I thought that's the distinction. Otherwise, everything is macroscopic?
Not just "Probably [left behind disease was detected], yes"; left behind macroscopic disease was definitely detected in Z0011. And in Veronesi's trial as well. Doctors (pathologists) saw the macroscopic disease based on tissue handed them by other doctors (surgeons).

Now comes the part where we have to use logical induction and maybe a little imagination. Imagine you are in the OR with ENT and doing a neck dissection on a cN0 neck. The ENT hands you a 0.8cm neck node. You slice it in two, stain it, and discover that essentially 0.7cm of the node is replaced by cancer. He hands off 15 other nodes... all of them are cancer free.

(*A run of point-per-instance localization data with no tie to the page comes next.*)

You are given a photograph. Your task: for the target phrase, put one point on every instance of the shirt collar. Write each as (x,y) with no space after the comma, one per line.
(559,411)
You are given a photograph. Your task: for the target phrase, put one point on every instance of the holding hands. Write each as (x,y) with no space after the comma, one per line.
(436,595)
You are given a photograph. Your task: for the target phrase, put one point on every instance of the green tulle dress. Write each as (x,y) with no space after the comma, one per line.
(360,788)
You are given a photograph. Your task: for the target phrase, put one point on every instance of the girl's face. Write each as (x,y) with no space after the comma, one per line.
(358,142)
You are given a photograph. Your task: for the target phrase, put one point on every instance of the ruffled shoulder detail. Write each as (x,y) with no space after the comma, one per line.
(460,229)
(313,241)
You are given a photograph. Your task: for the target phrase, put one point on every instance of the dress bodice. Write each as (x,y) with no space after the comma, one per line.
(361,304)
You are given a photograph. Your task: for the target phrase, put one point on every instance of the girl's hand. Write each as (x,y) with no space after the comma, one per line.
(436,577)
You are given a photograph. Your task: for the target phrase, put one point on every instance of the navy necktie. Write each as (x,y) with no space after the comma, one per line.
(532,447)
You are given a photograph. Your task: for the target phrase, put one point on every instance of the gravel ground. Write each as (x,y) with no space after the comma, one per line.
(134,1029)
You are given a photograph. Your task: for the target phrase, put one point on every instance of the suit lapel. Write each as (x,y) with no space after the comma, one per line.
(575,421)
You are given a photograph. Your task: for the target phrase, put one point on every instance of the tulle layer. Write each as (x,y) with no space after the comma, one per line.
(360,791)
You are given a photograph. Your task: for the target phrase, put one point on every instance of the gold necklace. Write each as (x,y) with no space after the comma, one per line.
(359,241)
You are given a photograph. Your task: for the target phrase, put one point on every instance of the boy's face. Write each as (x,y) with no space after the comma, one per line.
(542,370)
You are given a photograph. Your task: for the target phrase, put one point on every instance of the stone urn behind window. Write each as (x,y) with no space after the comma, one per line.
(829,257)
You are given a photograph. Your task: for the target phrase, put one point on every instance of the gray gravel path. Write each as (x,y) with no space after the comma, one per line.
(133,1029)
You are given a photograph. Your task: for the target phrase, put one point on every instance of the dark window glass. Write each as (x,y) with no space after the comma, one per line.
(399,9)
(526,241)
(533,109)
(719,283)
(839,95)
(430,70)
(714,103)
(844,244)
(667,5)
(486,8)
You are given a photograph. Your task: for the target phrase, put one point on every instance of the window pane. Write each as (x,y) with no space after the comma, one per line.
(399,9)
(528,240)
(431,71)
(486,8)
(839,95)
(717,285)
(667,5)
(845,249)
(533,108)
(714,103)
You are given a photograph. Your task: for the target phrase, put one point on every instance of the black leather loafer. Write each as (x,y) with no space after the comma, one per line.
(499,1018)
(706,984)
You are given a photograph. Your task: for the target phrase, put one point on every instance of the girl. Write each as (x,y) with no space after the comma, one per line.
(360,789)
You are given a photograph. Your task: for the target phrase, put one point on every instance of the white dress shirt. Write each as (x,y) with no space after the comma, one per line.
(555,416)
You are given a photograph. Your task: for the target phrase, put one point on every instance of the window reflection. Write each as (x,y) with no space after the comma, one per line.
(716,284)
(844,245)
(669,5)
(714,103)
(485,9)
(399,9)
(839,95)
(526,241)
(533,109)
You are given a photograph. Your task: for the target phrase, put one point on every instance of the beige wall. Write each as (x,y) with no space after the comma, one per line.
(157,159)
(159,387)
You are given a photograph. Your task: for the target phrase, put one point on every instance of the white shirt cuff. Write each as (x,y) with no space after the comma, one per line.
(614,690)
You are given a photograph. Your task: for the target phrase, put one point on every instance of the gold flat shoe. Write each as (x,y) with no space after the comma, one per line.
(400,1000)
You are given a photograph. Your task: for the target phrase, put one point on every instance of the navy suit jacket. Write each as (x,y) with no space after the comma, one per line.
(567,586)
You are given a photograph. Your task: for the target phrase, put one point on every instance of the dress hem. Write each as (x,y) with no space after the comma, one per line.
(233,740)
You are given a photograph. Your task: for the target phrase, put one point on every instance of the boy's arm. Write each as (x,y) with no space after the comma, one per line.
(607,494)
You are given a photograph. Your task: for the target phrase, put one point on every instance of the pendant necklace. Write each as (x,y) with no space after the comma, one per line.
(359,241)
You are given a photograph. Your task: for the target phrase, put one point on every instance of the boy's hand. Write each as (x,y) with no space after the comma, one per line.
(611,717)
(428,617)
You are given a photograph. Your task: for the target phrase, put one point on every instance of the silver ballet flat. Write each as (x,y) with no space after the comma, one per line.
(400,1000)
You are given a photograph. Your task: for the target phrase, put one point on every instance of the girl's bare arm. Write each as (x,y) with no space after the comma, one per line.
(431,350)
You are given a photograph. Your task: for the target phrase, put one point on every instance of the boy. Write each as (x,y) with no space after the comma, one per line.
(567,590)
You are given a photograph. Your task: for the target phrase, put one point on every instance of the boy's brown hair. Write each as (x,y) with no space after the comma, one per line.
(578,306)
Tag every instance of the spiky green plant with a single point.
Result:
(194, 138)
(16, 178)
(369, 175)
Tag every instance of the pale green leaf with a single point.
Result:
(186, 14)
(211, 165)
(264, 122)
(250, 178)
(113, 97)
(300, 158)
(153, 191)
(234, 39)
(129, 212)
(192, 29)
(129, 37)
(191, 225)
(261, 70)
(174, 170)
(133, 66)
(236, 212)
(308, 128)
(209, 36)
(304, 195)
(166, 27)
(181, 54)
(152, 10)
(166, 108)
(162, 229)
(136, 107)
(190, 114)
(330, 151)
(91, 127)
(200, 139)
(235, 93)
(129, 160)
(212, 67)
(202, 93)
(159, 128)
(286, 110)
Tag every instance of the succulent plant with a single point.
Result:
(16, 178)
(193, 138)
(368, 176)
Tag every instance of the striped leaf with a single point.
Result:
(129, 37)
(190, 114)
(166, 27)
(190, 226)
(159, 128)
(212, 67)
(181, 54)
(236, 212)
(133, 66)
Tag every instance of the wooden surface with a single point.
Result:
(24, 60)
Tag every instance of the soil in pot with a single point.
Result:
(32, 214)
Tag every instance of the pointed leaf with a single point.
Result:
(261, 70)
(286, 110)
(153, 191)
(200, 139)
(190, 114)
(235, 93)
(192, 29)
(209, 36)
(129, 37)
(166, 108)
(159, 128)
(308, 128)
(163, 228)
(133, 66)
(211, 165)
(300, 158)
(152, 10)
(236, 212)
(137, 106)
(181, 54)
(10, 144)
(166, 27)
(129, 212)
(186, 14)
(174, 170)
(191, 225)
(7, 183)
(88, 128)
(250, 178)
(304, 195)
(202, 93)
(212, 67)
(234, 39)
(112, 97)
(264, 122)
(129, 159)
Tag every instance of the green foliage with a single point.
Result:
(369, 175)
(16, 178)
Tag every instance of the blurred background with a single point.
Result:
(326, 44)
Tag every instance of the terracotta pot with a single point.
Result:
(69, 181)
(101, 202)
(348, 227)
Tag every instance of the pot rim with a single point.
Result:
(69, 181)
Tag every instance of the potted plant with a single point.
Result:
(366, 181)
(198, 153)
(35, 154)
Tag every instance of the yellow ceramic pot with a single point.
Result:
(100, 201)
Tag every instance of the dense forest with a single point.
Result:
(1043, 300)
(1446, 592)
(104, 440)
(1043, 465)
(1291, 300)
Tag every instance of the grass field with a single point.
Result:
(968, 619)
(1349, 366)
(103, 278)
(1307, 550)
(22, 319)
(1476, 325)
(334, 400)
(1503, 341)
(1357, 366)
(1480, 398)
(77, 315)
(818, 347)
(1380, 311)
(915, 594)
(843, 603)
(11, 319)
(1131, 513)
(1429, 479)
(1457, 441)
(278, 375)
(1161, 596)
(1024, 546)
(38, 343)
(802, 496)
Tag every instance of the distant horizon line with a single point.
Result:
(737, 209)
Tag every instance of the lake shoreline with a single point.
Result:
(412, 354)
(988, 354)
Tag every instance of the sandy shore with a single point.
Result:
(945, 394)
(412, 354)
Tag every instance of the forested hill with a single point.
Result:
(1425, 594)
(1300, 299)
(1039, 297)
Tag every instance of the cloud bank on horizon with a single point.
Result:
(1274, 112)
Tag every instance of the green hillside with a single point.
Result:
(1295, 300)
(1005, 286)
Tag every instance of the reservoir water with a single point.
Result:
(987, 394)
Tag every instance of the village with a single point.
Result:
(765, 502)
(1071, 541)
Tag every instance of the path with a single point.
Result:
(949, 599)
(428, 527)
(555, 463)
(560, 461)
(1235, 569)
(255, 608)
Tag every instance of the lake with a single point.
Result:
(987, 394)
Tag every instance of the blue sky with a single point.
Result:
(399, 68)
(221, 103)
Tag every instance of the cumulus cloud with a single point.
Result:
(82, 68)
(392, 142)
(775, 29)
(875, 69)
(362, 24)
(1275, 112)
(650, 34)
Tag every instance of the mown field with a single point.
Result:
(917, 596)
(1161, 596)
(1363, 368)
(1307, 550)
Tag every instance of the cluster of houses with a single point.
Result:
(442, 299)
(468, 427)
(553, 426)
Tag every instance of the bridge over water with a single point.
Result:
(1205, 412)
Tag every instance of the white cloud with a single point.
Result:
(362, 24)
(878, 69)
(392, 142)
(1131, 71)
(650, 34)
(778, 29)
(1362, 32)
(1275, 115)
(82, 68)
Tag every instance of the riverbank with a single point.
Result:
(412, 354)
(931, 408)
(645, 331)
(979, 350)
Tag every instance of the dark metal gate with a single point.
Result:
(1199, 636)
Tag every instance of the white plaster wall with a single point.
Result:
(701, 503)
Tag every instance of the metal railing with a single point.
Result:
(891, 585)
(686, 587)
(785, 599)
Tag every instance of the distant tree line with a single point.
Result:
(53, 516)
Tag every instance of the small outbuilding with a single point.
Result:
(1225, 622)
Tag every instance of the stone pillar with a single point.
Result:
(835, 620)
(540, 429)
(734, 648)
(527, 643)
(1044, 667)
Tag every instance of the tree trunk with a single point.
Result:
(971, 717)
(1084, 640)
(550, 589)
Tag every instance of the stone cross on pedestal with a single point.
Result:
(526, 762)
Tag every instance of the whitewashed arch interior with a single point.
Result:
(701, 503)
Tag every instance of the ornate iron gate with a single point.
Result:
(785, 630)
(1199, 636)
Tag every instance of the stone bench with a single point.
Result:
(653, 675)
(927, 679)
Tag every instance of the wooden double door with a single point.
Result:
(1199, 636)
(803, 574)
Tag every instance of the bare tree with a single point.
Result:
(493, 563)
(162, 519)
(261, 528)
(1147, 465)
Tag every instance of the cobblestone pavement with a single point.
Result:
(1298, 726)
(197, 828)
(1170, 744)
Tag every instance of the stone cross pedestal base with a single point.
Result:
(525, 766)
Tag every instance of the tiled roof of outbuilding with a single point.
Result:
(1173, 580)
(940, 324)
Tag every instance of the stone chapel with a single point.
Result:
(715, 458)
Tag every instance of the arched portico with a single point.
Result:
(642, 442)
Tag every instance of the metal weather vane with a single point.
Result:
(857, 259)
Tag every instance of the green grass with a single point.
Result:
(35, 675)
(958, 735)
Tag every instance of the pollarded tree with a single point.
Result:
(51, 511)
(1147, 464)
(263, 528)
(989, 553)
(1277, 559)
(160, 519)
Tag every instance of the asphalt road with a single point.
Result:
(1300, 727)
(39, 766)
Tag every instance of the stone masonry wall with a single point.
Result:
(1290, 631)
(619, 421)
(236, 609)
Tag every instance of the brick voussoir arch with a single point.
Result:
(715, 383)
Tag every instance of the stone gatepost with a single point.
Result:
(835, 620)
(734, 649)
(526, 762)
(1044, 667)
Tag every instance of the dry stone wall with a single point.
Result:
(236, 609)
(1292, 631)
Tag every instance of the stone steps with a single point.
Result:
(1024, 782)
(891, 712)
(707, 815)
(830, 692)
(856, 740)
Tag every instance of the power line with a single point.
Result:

At this point in the story if the patient comes to see you one month later, we suspect or say there's microscopic disease in the neck. Now what if we had a device that could reverse time in the OR and after the ENT handed you the 0.8cm node we could re-implant that node back in the neck? Would we still call the known grossly positive node microscopic disease, or macroscopic? Would you Rx the node 50 Gy, or more?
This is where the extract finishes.